When Katherine Bates, an English prof at Wellesley College, first penned one of our patriotic songs after a trip to Colorado, she marveled how God had “shed his grace on thee.” We have to ask whether such is still the case, since patriotism has morphed into nationalism and “civil discourse” has become a great civil war of words.
Bates’ poem is patriotic in the best sense of the word — just a love poem to her native land and the joy it brought to her heart. There are many such hymns to countries all over the world, but in some, ours included, the word “patriotism” has been snagged by people with more aggressive agendas. To distinguish them from ourselves, we brand them “super-patriots.”

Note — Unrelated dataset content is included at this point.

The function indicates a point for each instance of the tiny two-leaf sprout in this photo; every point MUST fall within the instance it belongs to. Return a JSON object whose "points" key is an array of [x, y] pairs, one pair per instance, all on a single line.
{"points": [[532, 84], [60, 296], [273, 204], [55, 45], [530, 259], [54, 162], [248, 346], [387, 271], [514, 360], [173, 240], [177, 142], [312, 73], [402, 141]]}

The Brit, Samuel Johnson, famously called the extreme form “the last refuge of scoundrels,” which must have raised eyebrows in jolly old England, given that he uttered those words two years before the American Revolution.
Indeed, such persons look askance at us today if we dare to say that the beauty of other lands has merit comparable to ours.
“Civil discourse” is also our ideal, and something we desperately need, since democracy calls for freedom of expression — however crackpot it may be.
And I would like to cite recent examples of such tolerance, but I can’t think of any. Nothing seems to sweeten the national conversation; these are violent times in both word and deed, and there will be blood.
Around Independence Days we also witness the conflation of patriotism and religion, and some people seem to think ours is a theocracy. But I must warn that to reference the Bible, e.g., for instructions in civility is to take a tour of hell.
We actually expect much more in terms of social behavior than did those of ancient times, not to mention they had thicker skins. Discourse in the Middle East was vigorous to the max and Jesus, as a Jew, was a prime example: Their bible was given to considerable mayhem, but then Christianity has been no improvement.